Anyway, I had a problem proving "Dedekind cut" $\Rightarrow$Existence of Sup(S)
Which definition of $\alpha$=Sup(S) given (S: set)
$\alpha \in$Upperbound(S) (set of upperbounds of S)
$\forall \epsilon \gt$0, $\exists x \in $S s.t. $\alpha - \epsilon \lt x \leq \alpha$
(I prefer "if x$\lt \alpha \to$ x$\notin$Upperbound(S)" though)
if 4. is included in definition, then I have it. (even with not-rigorously given conditions)
1.Are those $3$ sufficient for proving existence of Sup($S$)?

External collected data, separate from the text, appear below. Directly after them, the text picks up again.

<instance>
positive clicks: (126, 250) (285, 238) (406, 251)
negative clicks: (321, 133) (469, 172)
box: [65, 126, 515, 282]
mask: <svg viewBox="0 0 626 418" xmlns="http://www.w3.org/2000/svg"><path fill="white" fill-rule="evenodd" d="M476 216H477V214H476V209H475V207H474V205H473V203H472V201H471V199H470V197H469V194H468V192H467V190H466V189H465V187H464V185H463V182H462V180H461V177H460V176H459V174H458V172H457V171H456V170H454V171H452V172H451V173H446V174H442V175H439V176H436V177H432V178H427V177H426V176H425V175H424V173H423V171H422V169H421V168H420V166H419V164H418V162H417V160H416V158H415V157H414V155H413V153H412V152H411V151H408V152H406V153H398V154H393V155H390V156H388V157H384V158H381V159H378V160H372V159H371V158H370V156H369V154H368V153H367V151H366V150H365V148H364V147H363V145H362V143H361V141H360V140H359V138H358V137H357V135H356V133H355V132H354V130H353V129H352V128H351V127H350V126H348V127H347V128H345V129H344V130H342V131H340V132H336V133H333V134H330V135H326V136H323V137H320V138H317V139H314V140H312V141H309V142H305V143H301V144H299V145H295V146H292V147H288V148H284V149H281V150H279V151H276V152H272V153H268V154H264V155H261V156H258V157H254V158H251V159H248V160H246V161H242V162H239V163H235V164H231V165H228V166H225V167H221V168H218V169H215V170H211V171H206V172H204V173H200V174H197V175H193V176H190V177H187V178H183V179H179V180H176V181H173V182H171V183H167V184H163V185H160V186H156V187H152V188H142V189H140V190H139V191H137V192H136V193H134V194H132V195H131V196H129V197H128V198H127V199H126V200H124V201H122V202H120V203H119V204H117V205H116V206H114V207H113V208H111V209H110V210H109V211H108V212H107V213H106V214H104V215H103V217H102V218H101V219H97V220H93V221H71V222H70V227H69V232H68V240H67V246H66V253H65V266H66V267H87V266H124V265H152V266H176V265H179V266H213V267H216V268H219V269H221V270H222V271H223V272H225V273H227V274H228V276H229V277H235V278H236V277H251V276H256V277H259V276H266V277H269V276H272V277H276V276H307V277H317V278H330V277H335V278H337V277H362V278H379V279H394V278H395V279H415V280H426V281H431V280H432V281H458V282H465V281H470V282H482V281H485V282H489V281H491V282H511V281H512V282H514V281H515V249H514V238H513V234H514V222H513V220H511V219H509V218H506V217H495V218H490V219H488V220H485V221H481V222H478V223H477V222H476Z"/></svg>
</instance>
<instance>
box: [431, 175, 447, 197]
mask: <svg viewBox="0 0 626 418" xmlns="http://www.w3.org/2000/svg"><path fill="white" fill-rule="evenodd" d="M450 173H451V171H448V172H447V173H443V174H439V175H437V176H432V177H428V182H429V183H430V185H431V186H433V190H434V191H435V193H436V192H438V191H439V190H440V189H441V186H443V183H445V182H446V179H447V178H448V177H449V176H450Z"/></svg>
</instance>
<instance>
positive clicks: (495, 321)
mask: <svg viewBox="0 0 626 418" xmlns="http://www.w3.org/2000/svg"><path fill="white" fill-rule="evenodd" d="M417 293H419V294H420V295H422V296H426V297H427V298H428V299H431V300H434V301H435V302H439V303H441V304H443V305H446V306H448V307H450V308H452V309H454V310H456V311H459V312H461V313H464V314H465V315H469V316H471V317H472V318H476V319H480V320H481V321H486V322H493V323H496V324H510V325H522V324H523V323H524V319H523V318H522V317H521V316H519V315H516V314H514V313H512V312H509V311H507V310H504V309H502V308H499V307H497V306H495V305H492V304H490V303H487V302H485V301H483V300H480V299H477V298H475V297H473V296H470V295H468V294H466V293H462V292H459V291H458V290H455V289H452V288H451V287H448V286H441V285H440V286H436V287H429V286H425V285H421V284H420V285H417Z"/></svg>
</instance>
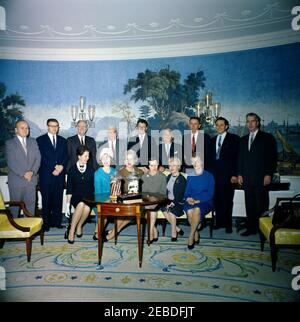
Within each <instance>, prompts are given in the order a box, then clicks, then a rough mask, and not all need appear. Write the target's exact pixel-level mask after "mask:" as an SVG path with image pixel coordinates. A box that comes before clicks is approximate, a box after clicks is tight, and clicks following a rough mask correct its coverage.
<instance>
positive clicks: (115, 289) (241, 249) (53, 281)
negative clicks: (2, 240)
mask: <svg viewBox="0 0 300 322" xmlns="http://www.w3.org/2000/svg"><path fill="white" fill-rule="evenodd" d="M299 263H300V252H299V250H296V249H282V250H280V251H279V258H278V263H277V270H276V272H272V269H271V261H270V249H269V246H268V245H266V247H265V250H264V252H261V251H260V244H259V242H257V241H242V240H225V239H215V238H214V239H210V238H202V239H201V243H200V245H196V246H195V248H194V249H193V250H188V249H187V246H186V238H178V241H177V242H171V241H170V238H167V237H161V238H159V241H158V242H157V243H155V244H151V245H150V246H147V244H144V246H143V262H142V267H141V268H139V267H138V255H137V239H136V237H134V236H126V235H121V236H119V238H118V243H117V245H115V244H114V242H108V243H105V244H104V248H103V257H102V264H101V265H100V266H99V265H97V244H96V242H95V241H93V240H91V236H83V237H82V238H81V239H80V240H79V239H77V240H76V242H75V243H74V244H73V245H70V244H68V243H66V241H65V240H63V239H62V236H61V235H49V236H46V239H45V244H44V245H43V246H41V245H40V244H39V239H38V238H36V239H35V240H34V242H33V249H32V258H31V262H29V263H28V262H27V260H26V254H25V245H24V242H21V241H18V242H6V243H5V245H4V247H3V248H2V249H1V250H0V266H2V267H4V268H5V271H6V289H7V291H9V290H13V291H14V292H15V294H16V293H17V292H18V290H20V294H21V293H22V290H24V289H25V288H26V289H27V293H26V294H27V295H26V296H27V297H28V298H24V299H20V298H18V300H24V301H30V295H28V294H30V292H29V291H31V292H32V294H34V293H35V291H38V290H41V289H43V288H45V289H46V288H47V289H53V290H54V289H55V291H56V292H61V291H63V290H66V289H69V290H70V289H73V290H74V294H77V293H76V292H75V289H76V291H78V290H82V292H85V293H86V294H87V293H88V290H93V291H95V289H98V290H101V291H102V293H103V292H105V293H106V294H107V295H108V294H109V293H110V292H112V293H114V294H115V295H114V297H113V298H114V300H115V301H119V300H122V301H124V300H125V301H128V302H143V301H150V300H153V301H168V300H172V301H176V299H178V301H187V302H188V301H258V302H264V301H267V302H268V301H289V302H290V301H298V300H299V299H300V298H299V295H300V294H299V292H296V291H293V290H292V287H291V281H292V278H293V275H292V274H291V270H292V268H293V267H294V266H297V265H299ZM5 292H6V291H0V300H1V299H2V300H3V301H5V294H6V293H5ZM28 292H29V293H28ZM82 292H78V295H77V296H75V295H74V294H73V295H74V296H75V298H72V300H74V301H76V300H77V301H84V300H85V299H84V298H83V297H82V295H80V294H83V293H82ZM24 296H25V295H24ZM93 296H94V300H97V295H93ZM107 298H109V297H107ZM61 300H64V299H63V298H61ZM65 300H67V299H65ZM99 300H103V298H99ZM110 300H111V299H110Z"/></svg>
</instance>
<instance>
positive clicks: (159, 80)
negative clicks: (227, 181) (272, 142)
mask: <svg viewBox="0 0 300 322" xmlns="http://www.w3.org/2000/svg"><path fill="white" fill-rule="evenodd" d="M299 57H300V44H299V43H298V44H291V45H284V46H276V47H270V48H262V49H252V50H246V51H239V52H231V53H222V54H211V55H200V56H189V57H177V58H160V59H141V60H123V61H78V62H76V61H17V60H0V169H1V173H2V174H5V173H6V162H5V157H4V142H5V140H7V139H8V138H10V137H11V136H12V135H13V133H14V122H15V120H16V119H17V118H20V117H24V118H26V119H27V120H28V122H29V124H30V129H31V136H32V137H37V136H39V135H41V134H43V133H45V131H46V120H47V119H48V118H50V117H55V118H57V119H58V120H59V122H60V134H61V135H63V136H64V137H68V136H71V135H74V133H76V130H75V128H74V126H73V123H74V121H76V120H78V113H80V109H79V107H80V96H84V97H86V108H85V111H84V113H85V114H86V117H87V118H88V117H89V116H90V120H91V121H92V127H91V128H90V129H89V131H88V135H90V136H93V137H94V138H95V139H96V141H97V142H98V143H101V142H102V141H103V140H104V139H105V136H106V129H107V127H108V126H109V125H116V126H118V127H119V129H120V132H121V133H120V134H121V135H125V133H124V131H125V132H126V131H132V130H134V127H135V123H136V121H137V119H138V118H139V117H143V118H146V119H147V120H148V122H149V124H150V129H156V130H157V129H163V128H165V127H169V128H172V129H178V130H180V131H183V130H184V129H187V122H188V117H189V116H191V115H197V114H198V113H199V110H198V109H197V104H198V103H199V101H201V100H203V99H204V97H205V94H206V93H207V92H212V94H213V96H212V100H213V101H214V102H218V103H220V104H221V115H222V116H224V117H226V118H227V119H228V120H229V121H230V131H231V132H234V133H237V134H238V135H240V136H242V135H245V134H246V133H247V130H246V128H245V115H246V114H247V113H248V112H255V113H257V114H258V115H260V117H261V119H262V129H263V130H264V131H267V132H270V133H272V134H273V135H274V136H275V137H276V139H277V143H278V153H279V165H278V170H279V172H280V174H282V175H283V174H290V175H300V140H299V139H300V125H299V121H300V108H299V107H300V95H299V94H300V60H299ZM72 106H73V107H72ZM76 106H77V107H76ZM89 106H90V114H89ZM72 109H73V113H72ZM76 109H77V114H76V113H75V110H76ZM78 109H79V110H78ZM75 114H76V115H75ZM75 116H77V118H75ZM202 120H203V128H204V130H205V132H207V133H208V134H210V135H211V136H212V135H214V129H213V126H212V125H211V124H209V123H207V122H206V121H205V118H202ZM124 129H125V130H124Z"/></svg>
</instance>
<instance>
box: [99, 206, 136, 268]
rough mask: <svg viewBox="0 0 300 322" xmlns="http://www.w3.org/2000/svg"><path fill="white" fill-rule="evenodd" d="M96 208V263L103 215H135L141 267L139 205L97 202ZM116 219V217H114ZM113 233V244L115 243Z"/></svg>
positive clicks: (99, 258) (115, 234)
mask: <svg viewBox="0 0 300 322" xmlns="http://www.w3.org/2000/svg"><path fill="white" fill-rule="evenodd" d="M97 210H98V263H99V265H100V264H101V258H102V246H103V245H102V244H103V243H102V230H103V217H126V218H127V217H135V218H136V223H137V237H138V253H139V267H142V239H141V207H140V205H130V204H120V203H115V204H114V203H99V204H97ZM114 219H117V218H114ZM114 225H115V231H116V232H117V220H114ZM117 235H118V234H115V244H116V243H117Z"/></svg>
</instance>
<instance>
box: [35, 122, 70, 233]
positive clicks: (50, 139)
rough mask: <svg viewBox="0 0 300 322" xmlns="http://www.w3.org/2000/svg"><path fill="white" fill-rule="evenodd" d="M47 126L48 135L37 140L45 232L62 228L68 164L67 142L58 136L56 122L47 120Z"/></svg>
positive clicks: (42, 206)
mask: <svg viewBox="0 0 300 322" xmlns="http://www.w3.org/2000/svg"><path fill="white" fill-rule="evenodd" d="M47 126H48V133H46V134H44V135H41V136H39V137H38V138H37V143H38V146H39V149H40V152H41V157H42V160H41V167H40V172H39V175H40V190H41V195H42V207H43V222H44V230H45V231H48V230H49V228H50V226H53V227H57V228H63V226H62V225H61V221H62V201H63V190H64V185H65V173H66V171H65V170H66V167H67V163H68V149H67V141H66V139H64V138H63V137H62V136H60V135H58V130H59V123H58V121H57V120H56V119H48V120H47Z"/></svg>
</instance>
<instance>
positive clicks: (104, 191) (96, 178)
mask: <svg viewBox="0 0 300 322" xmlns="http://www.w3.org/2000/svg"><path fill="white" fill-rule="evenodd" d="M99 160H100V166H101V167H100V168H99V169H98V170H97V171H96V172H95V176H94V186H95V194H101V193H110V177H111V176H113V175H114V174H115V173H116V172H117V171H116V169H115V168H112V167H111V163H112V160H113V152H112V150H111V149H109V148H103V149H102V150H101V151H100V155H99ZM96 212H97V210H96ZM97 217H98V216H97ZM97 219H98V218H97ZM97 221H98V220H96V227H95V233H94V236H93V239H94V240H97V239H98V236H97ZM105 224H106V220H105V222H104V225H105Z"/></svg>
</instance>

2.If given "Dedekind cut" was wrong definition and therefore we can't prove existence of Sup($S$), then is it possible to prove that it is impossible to prove?
3.Or I just want clear evidence that given definition is wrong in logical way
I uploaded my answer to first question and second question.
So I hope someone can check if it's right.
And i wrote there, but I still want to know if it is right to omit "no maximum" statement, and the difference between omitted and not omitted Dedekind cut.